TJX Companies (NYSE:TJX) recently posted holiday-quarter earnings results that showed off the power of its flexible business model. The retailer behind the Marshall's, TJ Maxx, and HomeGoods brands saw revenue growth accelerate during the quarter, and profitability improved despite the difficult selling environment.
Following the results, CEO Ernie Herrman and his team held a conference call with analysts to give context to those trends while explaining why they see a long runway for growth ahead. Here are a few highlights from that presentation.
1. Sales growth drivers
Customer traffic was the primary driver of our [comparable store] sales increases at all of our four major divisions. We attribute this to our great brands, global mix of merchandise, and excellent values, combined with our effective marketing.
The retailer earned its growth the hard way, through increased customer traffic. The extra shopper volume powered higher comps in each of its four divisions as the overall expansion rate rose to 4% from a flat result in the prior quarter.

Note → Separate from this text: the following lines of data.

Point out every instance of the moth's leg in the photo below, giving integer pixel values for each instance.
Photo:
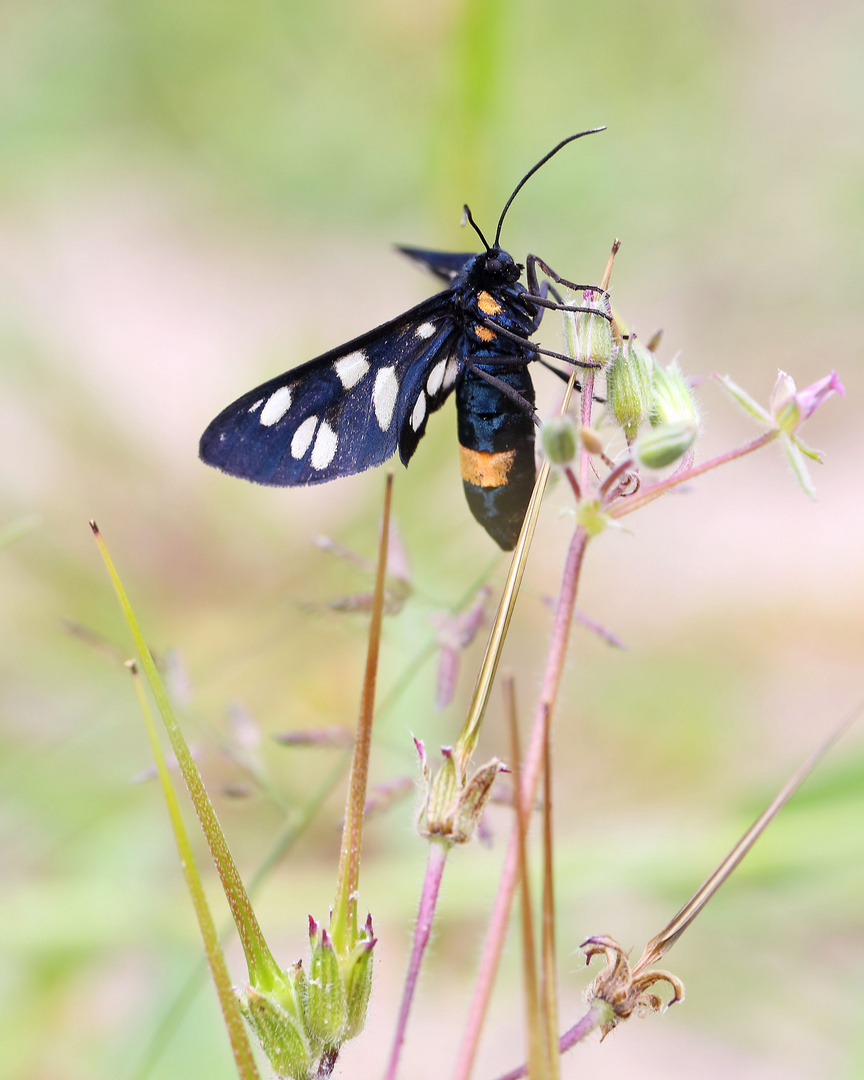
(530, 271)
(532, 346)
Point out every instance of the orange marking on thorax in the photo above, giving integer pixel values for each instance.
(483, 469)
(488, 305)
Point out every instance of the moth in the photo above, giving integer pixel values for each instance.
(352, 407)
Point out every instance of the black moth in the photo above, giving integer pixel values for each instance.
(353, 406)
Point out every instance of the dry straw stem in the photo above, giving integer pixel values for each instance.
(555, 662)
(260, 961)
(662, 943)
(343, 923)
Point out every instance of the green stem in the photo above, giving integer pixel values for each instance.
(648, 495)
(233, 1022)
(264, 970)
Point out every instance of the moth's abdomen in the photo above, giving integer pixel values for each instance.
(496, 449)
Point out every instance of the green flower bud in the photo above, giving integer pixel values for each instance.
(629, 396)
(326, 1011)
(282, 1036)
(443, 792)
(660, 446)
(591, 515)
(673, 400)
(359, 982)
(589, 336)
(558, 440)
(591, 440)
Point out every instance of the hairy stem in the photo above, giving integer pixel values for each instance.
(532, 767)
(434, 872)
(649, 494)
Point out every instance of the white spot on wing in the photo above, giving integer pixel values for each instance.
(351, 368)
(278, 405)
(419, 412)
(383, 396)
(435, 378)
(302, 436)
(325, 446)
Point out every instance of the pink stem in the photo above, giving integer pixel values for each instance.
(434, 871)
(584, 419)
(530, 777)
(649, 494)
(592, 1018)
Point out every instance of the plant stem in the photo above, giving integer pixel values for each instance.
(534, 760)
(532, 1017)
(434, 871)
(649, 494)
(550, 984)
(343, 922)
(596, 1014)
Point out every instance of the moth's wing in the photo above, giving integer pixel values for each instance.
(444, 265)
(343, 412)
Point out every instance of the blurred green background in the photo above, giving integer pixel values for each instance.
(194, 197)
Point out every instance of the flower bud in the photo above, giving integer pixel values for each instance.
(326, 1011)
(590, 336)
(281, 1035)
(359, 982)
(673, 400)
(660, 446)
(558, 440)
(591, 515)
(629, 396)
(591, 440)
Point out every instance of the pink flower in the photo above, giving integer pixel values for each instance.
(791, 407)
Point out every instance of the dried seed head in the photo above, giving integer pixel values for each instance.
(453, 806)
(623, 989)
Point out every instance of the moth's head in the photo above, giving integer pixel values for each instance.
(500, 266)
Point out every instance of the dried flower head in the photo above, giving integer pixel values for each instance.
(624, 989)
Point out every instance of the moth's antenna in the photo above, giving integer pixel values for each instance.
(468, 219)
(530, 173)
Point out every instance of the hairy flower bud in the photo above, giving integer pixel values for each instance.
(359, 982)
(325, 998)
(590, 336)
(660, 446)
(281, 1035)
(629, 394)
(558, 440)
(673, 400)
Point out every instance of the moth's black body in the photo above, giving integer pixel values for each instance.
(354, 406)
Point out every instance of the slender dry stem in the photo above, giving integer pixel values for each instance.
(343, 923)
(500, 916)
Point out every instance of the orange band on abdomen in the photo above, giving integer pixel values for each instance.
(485, 470)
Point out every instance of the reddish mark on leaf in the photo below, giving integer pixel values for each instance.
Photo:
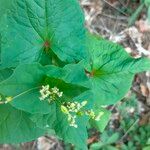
(47, 44)
(90, 74)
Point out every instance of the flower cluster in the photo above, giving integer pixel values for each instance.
(50, 94)
(72, 109)
(93, 116)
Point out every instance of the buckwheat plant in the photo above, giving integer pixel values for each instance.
(55, 75)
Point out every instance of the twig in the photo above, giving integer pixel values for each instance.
(115, 8)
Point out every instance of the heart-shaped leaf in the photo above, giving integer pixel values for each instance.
(38, 27)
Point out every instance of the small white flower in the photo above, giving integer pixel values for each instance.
(60, 94)
(55, 90)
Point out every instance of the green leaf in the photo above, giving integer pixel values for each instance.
(135, 15)
(25, 83)
(5, 73)
(102, 123)
(111, 70)
(58, 121)
(37, 27)
(16, 127)
(147, 3)
(148, 14)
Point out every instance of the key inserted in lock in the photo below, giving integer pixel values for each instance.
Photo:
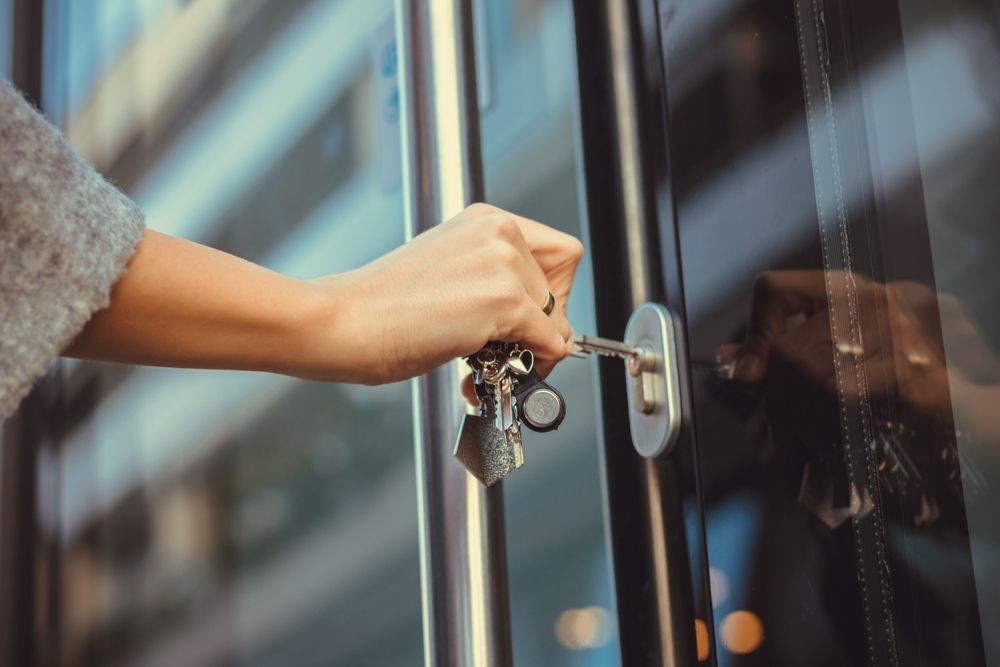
(650, 354)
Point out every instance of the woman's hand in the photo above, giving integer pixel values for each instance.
(484, 275)
(481, 276)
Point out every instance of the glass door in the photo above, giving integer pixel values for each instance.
(832, 198)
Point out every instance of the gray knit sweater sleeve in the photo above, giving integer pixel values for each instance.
(66, 235)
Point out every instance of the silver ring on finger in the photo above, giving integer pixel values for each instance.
(550, 304)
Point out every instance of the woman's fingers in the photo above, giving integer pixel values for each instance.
(536, 331)
(536, 283)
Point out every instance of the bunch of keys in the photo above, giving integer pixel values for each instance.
(510, 391)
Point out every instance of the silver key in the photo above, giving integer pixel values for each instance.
(489, 444)
(638, 361)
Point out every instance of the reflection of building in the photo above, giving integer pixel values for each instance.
(210, 517)
(836, 159)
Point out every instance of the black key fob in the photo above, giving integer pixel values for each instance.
(539, 405)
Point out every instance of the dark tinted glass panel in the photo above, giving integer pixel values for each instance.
(834, 168)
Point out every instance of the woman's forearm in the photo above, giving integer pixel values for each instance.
(184, 304)
(481, 276)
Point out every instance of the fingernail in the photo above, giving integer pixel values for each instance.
(748, 367)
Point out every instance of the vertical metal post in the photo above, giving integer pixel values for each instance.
(462, 549)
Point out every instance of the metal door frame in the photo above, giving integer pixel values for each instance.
(464, 599)
(655, 516)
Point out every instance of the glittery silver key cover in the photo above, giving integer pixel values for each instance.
(484, 450)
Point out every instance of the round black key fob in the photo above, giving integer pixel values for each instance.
(539, 405)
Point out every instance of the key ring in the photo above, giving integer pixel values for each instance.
(550, 304)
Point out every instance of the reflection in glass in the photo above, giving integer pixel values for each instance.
(833, 169)
(240, 518)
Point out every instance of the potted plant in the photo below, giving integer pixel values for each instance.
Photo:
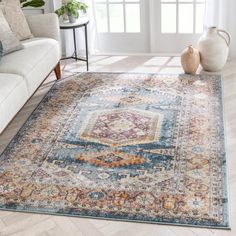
(71, 9)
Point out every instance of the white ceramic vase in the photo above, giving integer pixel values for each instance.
(214, 49)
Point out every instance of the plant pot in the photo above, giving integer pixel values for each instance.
(72, 19)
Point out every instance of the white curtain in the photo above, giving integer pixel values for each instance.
(222, 13)
(67, 36)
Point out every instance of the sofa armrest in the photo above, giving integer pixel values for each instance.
(45, 25)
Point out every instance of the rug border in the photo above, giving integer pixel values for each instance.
(226, 180)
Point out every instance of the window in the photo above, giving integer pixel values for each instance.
(182, 16)
(118, 16)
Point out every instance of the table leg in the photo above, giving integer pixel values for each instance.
(75, 47)
(86, 45)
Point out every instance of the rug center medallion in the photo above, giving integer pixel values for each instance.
(121, 127)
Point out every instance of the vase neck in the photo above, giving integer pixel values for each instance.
(212, 30)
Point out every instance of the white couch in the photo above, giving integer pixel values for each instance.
(23, 71)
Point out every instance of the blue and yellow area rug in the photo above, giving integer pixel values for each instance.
(132, 147)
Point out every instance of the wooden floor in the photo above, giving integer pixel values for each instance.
(24, 224)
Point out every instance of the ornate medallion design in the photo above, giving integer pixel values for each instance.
(135, 147)
(121, 127)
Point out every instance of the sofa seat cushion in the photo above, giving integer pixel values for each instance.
(34, 62)
(13, 95)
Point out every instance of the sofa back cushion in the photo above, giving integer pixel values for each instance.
(9, 41)
(16, 18)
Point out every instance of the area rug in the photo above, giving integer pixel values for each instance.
(132, 147)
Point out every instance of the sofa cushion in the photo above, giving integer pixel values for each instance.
(34, 62)
(13, 95)
(9, 41)
(16, 19)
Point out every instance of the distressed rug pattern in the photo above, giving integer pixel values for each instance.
(132, 147)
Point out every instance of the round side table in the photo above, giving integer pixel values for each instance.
(74, 26)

Meanwhile, even as many rival retailers reduced their sales base, TJX got a revenue boost by adding over 250 new locations in 2017 to pass 4,000 stores.
2. Healthy profitability
Merchandise margin remained strong on top of a significant increase last year, which underscores the power of our flexible model.
-- CFO Scott Goldenberg
Gross profit margin held steady at 29% of sales despite the need for elevated promotions on some products in the HomeGoods segment. TJX's broader profitability position was healthy, as merchandise margin ticked higher, just as it has in 15 of the last 16 years. Management's plan for 2018 calls for a "significant" increase in this metric ahead.
3. Availability isn't a problem
Throughout 2017, overall availability of inventory from top vendors was as good as it has ever been. Further, we have more best brands on order than we did at this time last year.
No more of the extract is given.